Decide among these which variables might make sense to interact. Remember, we consider interactions when variables might behave differently for various levels of another variable. Ideally, you would get expert guidance for choosing interactions. Below is a list of interactions compiled by them that might be potentially interesting:
- School of painting & landscape variables:
school_pntg
& landsALL
/ lands_figs
/ lands_ment
- Landscapes & paired paintings:
landsALL
/ lands_figs
/ lands_ment
& paired
- Other artists & paired paintings:
othartist
& paired
- Size & paired paintings:
surface
& paired
- Size & figures:
surface
& figures
/ nfigures
- Dealer & previous owner:
dealer
& prevcoll
- Winning bidder & prevcoll:
endbuyer
& prevcoll
- Winning bidder & artist living:
winningbiddertype
& artistliving
This is not an exhaustive list, so you might come up with others.

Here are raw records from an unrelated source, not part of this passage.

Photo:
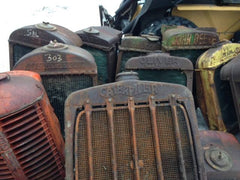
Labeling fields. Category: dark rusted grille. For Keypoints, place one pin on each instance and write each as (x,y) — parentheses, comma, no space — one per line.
(30,139)
(132,143)
(58,87)
(19,51)
(5,173)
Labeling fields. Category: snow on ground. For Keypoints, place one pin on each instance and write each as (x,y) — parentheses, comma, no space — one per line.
(71,14)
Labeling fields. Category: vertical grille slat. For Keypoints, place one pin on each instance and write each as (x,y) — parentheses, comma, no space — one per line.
(177,136)
(131,108)
(145,140)
(152,107)
(89,142)
(112,138)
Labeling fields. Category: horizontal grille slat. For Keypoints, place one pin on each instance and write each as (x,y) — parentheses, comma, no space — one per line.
(30,139)
(21,122)
(14,118)
(26,128)
(147,158)
(25,135)
(31,145)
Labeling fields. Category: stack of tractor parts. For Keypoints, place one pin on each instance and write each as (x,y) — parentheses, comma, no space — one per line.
(133,46)
(230,72)
(31,144)
(102,43)
(224,18)
(132,129)
(213,95)
(161,67)
(187,42)
(63,69)
(25,39)
(221,155)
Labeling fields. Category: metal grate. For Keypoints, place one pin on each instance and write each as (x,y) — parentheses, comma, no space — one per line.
(58,87)
(5,173)
(29,137)
(141,141)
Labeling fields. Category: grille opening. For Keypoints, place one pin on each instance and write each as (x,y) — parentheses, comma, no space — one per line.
(29,137)
(101,143)
(32,154)
(39,140)
(16,116)
(28,143)
(23,129)
(23,135)
(59,87)
(21,122)
(28,165)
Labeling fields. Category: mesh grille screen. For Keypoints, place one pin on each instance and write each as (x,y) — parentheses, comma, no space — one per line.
(19,51)
(29,137)
(58,87)
(101,144)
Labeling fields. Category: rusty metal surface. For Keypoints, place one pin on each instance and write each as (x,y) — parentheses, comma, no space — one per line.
(207,65)
(34,36)
(102,111)
(230,72)
(100,37)
(180,37)
(57,58)
(137,45)
(222,155)
(64,69)
(31,145)
(102,43)
(12,99)
(162,61)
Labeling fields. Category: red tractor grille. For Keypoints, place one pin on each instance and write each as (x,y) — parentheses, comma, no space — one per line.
(30,140)
(134,141)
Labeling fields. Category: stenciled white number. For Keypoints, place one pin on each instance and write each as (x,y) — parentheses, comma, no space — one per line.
(53,57)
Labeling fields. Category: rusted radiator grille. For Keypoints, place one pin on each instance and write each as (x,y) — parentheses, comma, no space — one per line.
(58,87)
(134,141)
(5,173)
(30,139)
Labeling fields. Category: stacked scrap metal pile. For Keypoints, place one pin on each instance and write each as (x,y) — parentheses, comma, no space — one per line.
(153,93)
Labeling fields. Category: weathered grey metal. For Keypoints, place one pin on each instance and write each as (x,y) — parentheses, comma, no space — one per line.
(133,46)
(25,39)
(161,62)
(102,43)
(119,114)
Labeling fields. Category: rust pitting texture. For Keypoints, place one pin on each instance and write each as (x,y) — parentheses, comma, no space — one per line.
(30,139)
(131,130)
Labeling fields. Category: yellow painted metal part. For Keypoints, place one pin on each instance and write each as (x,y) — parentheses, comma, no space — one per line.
(207,63)
(226,19)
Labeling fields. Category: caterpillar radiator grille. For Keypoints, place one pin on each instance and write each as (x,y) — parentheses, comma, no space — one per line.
(58,87)
(162,67)
(101,144)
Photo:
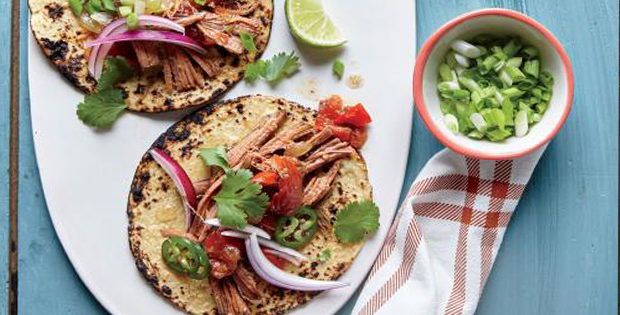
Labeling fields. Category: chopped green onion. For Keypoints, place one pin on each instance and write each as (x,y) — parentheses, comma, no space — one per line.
(530,52)
(139,7)
(466,49)
(521,124)
(76,7)
(109,5)
(462,60)
(493,88)
(445,72)
(451,122)
(532,67)
(478,122)
(132,21)
(155,6)
(512,47)
(447,86)
(124,11)
(515,74)
(514,62)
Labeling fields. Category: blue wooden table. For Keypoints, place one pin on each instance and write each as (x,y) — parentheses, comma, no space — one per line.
(560,251)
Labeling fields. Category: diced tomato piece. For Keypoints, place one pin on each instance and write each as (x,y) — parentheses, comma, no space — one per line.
(277,261)
(269,222)
(266,179)
(331,108)
(356,116)
(290,193)
(342,133)
(215,242)
(358,137)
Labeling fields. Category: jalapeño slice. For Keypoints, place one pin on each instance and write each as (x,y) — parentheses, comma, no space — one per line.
(296,230)
(184,256)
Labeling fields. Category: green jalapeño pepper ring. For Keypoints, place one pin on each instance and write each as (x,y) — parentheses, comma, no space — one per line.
(184,256)
(296,230)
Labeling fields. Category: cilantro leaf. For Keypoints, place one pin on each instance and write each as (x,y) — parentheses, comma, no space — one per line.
(102,108)
(281,65)
(338,68)
(274,69)
(115,70)
(325,255)
(239,198)
(215,156)
(247,41)
(356,220)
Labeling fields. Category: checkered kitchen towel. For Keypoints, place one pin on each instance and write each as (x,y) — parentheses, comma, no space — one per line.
(442,244)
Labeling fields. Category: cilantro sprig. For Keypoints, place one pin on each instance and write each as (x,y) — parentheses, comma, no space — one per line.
(274,69)
(239,199)
(103,107)
(356,220)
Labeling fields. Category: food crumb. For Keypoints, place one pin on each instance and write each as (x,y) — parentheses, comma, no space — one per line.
(309,89)
(355,81)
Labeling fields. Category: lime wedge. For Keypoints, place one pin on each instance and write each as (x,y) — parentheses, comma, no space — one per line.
(309,23)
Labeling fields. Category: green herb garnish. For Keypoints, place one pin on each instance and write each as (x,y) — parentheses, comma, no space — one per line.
(356,220)
(273,70)
(240,198)
(102,108)
(338,68)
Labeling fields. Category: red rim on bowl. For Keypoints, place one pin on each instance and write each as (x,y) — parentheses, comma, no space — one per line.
(430,44)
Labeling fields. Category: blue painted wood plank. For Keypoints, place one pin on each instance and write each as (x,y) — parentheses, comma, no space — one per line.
(48,283)
(560,252)
(5,86)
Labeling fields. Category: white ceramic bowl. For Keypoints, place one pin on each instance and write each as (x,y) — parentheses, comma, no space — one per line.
(494,22)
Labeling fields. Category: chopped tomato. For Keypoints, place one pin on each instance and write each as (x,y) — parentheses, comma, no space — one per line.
(347,123)
(358,137)
(331,108)
(290,189)
(342,133)
(354,116)
(277,261)
(215,242)
(268,222)
(266,179)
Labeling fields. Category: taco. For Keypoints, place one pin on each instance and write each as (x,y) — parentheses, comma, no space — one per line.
(299,169)
(173,69)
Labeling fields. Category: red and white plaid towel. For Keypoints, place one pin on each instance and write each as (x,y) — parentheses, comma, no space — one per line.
(442,244)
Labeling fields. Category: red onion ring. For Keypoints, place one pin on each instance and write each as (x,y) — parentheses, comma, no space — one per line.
(249,229)
(269,244)
(181,181)
(95,60)
(272,274)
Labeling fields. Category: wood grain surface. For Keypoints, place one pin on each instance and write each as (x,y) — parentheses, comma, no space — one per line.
(560,252)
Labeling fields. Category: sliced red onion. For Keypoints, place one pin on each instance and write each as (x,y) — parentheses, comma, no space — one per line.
(274,275)
(181,181)
(282,255)
(98,54)
(268,243)
(247,229)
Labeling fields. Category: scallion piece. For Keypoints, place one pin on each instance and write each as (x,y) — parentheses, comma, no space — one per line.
(76,7)
(493,88)
(466,49)
(132,21)
(532,67)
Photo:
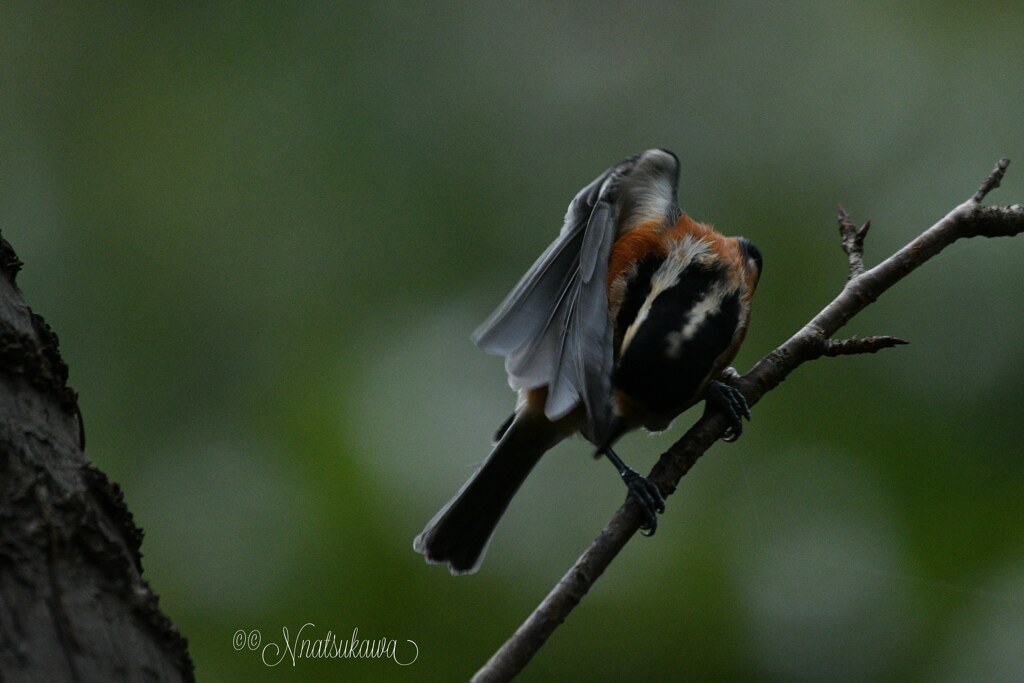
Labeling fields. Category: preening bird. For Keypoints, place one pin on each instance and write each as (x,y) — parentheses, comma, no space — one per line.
(629,317)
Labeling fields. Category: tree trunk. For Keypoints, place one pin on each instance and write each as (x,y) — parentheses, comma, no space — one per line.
(74,605)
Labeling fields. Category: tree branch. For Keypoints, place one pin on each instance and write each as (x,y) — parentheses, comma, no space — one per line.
(813,341)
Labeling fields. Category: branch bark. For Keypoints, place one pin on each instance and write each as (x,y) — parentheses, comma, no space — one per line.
(970,219)
(74,605)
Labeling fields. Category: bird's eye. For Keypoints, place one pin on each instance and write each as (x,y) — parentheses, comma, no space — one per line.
(752,255)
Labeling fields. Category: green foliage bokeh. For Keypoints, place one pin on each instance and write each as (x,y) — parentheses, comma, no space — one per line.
(264,232)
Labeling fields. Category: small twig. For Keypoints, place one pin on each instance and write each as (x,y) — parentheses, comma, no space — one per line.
(813,341)
(993,180)
(856,345)
(852,240)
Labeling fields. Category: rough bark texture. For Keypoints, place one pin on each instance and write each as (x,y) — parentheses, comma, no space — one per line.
(73,602)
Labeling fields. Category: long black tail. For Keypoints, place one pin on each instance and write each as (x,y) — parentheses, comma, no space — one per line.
(460,532)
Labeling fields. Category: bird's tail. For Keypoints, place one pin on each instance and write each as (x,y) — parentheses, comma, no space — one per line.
(459,534)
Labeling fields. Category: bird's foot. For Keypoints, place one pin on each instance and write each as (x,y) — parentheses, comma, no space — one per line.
(730,400)
(647,497)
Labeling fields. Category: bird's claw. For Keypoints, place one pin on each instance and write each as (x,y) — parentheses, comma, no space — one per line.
(731,401)
(648,498)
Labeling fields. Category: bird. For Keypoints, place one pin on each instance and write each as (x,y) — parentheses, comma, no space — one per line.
(629,317)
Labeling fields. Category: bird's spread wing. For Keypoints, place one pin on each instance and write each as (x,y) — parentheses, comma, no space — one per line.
(554,329)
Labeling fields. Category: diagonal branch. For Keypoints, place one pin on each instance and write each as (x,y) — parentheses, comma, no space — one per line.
(814,340)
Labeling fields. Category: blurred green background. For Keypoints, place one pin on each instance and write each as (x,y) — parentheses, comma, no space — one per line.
(265,231)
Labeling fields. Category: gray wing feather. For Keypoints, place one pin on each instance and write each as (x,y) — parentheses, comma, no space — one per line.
(554,327)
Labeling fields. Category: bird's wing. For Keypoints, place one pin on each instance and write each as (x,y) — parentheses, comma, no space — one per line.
(554,329)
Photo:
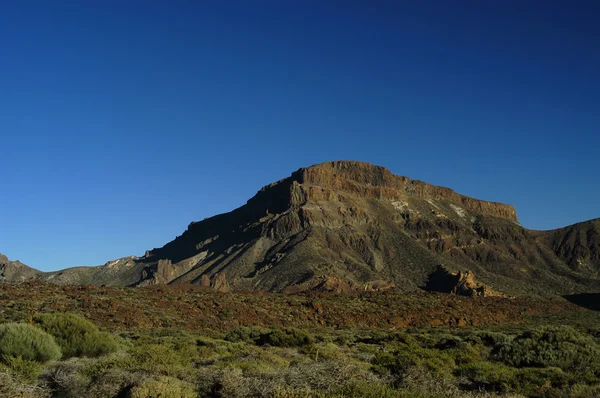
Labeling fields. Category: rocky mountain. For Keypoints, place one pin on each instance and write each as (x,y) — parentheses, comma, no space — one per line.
(15,271)
(354,225)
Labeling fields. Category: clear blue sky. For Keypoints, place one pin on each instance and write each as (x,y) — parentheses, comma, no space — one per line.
(122,121)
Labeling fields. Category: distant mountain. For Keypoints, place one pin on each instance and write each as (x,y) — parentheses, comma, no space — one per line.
(358,225)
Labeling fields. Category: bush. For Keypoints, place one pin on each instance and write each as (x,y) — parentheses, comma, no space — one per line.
(286,338)
(76,336)
(24,370)
(163,387)
(27,342)
(10,387)
(562,347)
(244,334)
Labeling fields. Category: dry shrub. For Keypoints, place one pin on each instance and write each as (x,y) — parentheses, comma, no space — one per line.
(10,387)
(163,387)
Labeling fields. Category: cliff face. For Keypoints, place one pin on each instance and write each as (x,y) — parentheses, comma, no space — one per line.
(366,180)
(346,225)
(15,271)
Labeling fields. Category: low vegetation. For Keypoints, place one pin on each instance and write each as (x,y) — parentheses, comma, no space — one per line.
(532,361)
(45,352)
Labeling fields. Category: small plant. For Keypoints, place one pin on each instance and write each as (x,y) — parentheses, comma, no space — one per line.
(76,336)
(286,338)
(27,342)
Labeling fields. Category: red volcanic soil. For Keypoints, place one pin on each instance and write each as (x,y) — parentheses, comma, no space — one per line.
(194,308)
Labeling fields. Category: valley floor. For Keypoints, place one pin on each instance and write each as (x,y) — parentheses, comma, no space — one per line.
(190,342)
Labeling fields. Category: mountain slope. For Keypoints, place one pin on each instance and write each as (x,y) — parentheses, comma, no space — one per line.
(359,223)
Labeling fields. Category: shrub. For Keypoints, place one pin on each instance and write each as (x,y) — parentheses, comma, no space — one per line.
(398,362)
(561,347)
(10,387)
(163,387)
(286,338)
(27,342)
(24,370)
(76,336)
(244,334)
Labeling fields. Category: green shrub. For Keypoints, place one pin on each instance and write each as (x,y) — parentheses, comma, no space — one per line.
(11,387)
(163,387)
(406,356)
(562,347)
(76,336)
(24,370)
(244,334)
(286,338)
(501,378)
(27,342)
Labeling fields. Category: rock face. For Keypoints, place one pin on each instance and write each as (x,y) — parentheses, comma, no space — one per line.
(346,226)
(15,271)
(459,283)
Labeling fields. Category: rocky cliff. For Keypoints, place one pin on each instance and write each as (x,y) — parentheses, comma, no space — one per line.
(345,225)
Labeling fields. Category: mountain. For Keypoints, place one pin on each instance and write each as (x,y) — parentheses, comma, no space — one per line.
(355,224)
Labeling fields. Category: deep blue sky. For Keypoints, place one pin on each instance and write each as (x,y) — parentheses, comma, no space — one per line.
(120,124)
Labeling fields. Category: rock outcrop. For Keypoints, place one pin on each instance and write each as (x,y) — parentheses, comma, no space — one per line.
(352,226)
(15,271)
(459,283)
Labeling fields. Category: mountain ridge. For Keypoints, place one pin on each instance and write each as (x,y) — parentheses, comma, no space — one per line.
(356,223)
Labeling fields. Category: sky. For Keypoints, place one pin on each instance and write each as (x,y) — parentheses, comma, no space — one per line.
(123,121)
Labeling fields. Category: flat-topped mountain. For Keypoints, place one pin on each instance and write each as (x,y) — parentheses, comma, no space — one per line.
(355,224)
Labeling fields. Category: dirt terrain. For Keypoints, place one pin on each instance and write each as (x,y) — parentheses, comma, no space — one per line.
(195,308)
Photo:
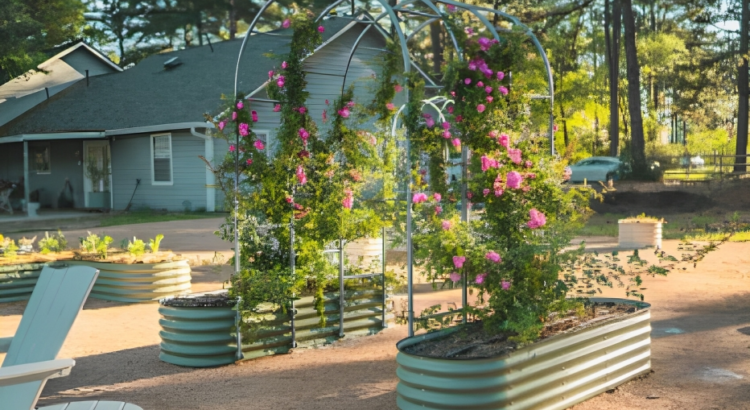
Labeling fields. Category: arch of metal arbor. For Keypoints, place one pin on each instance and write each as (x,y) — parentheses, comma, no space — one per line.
(395,15)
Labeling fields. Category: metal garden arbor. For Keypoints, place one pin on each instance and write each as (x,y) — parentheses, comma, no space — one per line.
(396,16)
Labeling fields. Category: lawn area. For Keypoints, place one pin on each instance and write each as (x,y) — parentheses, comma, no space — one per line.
(149,216)
(678,226)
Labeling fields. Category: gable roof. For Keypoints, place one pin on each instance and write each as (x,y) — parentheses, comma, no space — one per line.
(151,94)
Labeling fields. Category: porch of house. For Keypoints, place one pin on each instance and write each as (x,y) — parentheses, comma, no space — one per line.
(50,176)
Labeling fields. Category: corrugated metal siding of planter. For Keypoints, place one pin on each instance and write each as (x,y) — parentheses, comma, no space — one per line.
(139,282)
(552,374)
(362,315)
(197,337)
(131,160)
(18,281)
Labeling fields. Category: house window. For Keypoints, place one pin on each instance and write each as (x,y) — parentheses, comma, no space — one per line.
(161,159)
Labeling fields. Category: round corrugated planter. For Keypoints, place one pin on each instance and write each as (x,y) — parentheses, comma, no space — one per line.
(639,234)
(139,282)
(369,250)
(554,373)
(197,336)
(18,281)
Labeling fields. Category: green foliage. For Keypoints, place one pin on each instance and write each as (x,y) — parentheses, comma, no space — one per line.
(53,243)
(93,244)
(136,247)
(155,243)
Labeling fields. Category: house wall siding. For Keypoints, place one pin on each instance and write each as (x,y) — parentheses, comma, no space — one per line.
(131,160)
(64,164)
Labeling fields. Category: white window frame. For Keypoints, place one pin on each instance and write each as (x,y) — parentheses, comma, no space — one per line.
(171,160)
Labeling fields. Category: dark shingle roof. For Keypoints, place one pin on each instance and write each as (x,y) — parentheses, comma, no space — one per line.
(149,94)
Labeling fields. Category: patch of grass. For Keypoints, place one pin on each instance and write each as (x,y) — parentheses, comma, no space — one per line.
(139,217)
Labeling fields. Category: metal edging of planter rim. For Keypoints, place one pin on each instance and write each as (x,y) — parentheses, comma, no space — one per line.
(552,374)
(139,282)
(204,336)
(18,281)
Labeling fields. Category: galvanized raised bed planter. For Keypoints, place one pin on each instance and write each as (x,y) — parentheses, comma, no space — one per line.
(139,282)
(202,334)
(18,281)
(552,374)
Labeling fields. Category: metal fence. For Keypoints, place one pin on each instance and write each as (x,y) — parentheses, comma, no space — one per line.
(702,166)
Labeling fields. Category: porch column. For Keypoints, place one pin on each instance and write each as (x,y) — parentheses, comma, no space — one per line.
(26,183)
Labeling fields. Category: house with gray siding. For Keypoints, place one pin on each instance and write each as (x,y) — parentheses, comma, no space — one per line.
(134,139)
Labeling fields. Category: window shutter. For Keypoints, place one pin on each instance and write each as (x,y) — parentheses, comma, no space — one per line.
(162,158)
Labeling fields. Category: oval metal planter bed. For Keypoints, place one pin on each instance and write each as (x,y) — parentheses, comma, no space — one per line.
(139,282)
(18,281)
(552,374)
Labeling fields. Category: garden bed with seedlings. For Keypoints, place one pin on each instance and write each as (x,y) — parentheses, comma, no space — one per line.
(474,341)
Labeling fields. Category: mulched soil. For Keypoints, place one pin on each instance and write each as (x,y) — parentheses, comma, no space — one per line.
(474,341)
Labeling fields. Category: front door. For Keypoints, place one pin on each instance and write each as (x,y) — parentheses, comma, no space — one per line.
(97,174)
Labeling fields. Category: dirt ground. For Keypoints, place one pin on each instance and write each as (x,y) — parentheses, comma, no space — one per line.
(700,347)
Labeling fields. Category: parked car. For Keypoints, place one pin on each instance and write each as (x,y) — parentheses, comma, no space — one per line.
(596,169)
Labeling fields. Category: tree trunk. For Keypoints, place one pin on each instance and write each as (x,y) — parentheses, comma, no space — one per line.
(612,43)
(742,85)
(637,144)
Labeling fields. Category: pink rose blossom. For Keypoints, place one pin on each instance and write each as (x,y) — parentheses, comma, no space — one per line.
(537,219)
(300,174)
(515,155)
(348,200)
(458,261)
(513,180)
(419,197)
(493,256)
(504,140)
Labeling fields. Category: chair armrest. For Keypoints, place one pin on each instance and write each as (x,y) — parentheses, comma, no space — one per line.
(38,371)
(5,344)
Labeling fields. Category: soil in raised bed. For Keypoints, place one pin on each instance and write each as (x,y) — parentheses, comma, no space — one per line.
(473,341)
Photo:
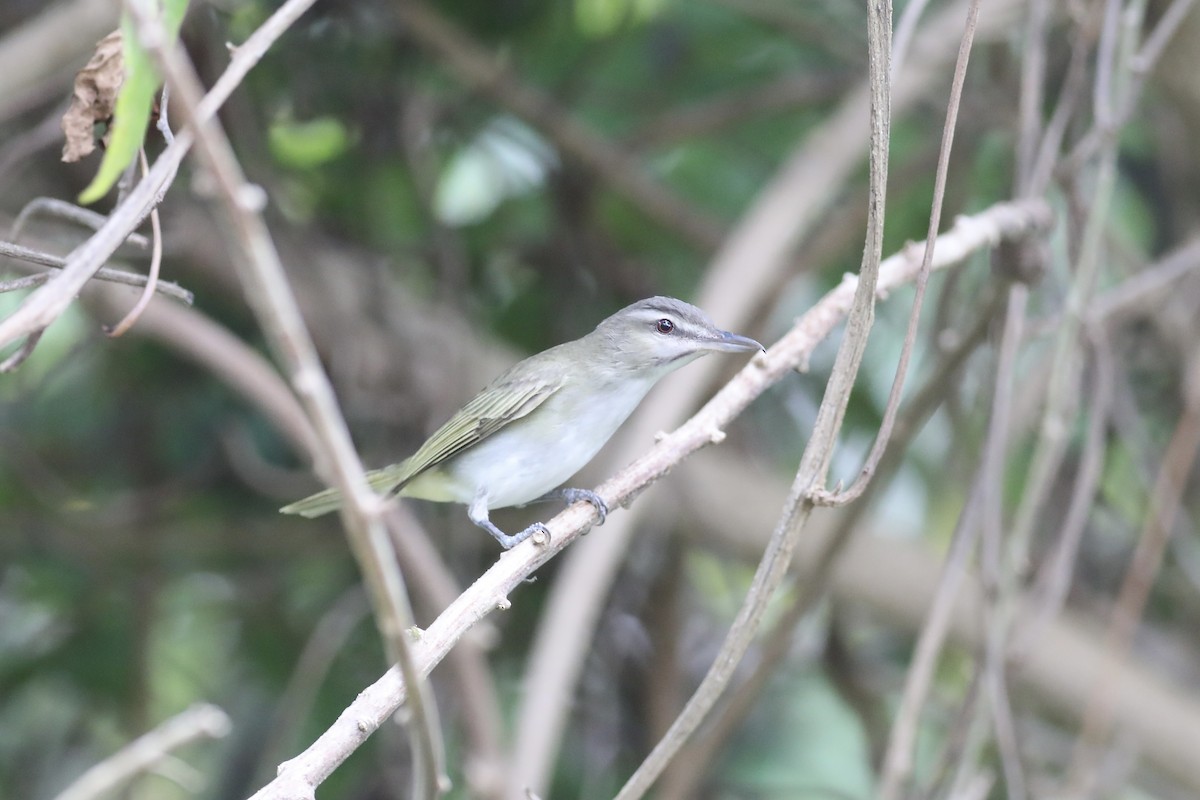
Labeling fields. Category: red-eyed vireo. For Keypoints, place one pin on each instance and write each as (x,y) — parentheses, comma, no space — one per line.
(543,420)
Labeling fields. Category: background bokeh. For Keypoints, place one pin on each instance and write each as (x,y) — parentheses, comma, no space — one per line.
(438,222)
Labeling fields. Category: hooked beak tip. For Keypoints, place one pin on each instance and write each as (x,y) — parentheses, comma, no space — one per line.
(737,343)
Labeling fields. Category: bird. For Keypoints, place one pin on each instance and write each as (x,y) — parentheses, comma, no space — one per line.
(545,417)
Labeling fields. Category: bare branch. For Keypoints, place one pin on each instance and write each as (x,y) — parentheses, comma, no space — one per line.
(45,305)
(1145,564)
(491,590)
(756,257)
(197,722)
(819,452)
(102,274)
(935,217)
(155,263)
(270,295)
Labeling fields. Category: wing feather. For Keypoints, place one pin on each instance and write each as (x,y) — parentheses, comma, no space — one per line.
(504,401)
(490,410)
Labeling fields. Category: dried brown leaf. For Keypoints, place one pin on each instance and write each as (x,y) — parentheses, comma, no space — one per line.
(94,97)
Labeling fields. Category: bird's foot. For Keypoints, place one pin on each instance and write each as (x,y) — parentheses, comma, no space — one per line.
(575,495)
(539,533)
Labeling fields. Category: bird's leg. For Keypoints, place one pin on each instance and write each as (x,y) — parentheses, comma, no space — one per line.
(574,495)
(478,513)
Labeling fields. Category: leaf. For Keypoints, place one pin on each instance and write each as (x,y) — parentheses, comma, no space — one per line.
(93,97)
(309,144)
(135,101)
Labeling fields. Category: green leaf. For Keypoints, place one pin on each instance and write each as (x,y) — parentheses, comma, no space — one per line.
(133,103)
(309,144)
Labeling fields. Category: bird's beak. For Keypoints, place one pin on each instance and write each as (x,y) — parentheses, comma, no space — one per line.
(735,343)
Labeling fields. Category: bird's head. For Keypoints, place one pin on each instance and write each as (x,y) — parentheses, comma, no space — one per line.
(659,335)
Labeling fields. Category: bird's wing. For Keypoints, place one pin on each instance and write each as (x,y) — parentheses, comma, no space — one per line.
(491,410)
(501,403)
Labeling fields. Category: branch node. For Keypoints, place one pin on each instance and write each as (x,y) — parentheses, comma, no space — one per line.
(252,197)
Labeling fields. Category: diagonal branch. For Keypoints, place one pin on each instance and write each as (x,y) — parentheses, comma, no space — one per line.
(45,305)
(375,704)
(274,302)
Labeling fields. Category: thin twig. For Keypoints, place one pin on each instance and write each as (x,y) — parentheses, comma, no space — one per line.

Model fitting, selection, and interpretation
- Use backwards elimination to do model selection. Make sure to show each step of decision (though you don’t have to interpret the models at each stage).
- Yes, this is tedious. And yes, there are ways of automating it. But for now, go through the process “manually”, to get a good sense of how the model selection algorithm works.
- Provide interpretations for the slopes for the final model you arrive at and create at least one visualization that supports your narrative.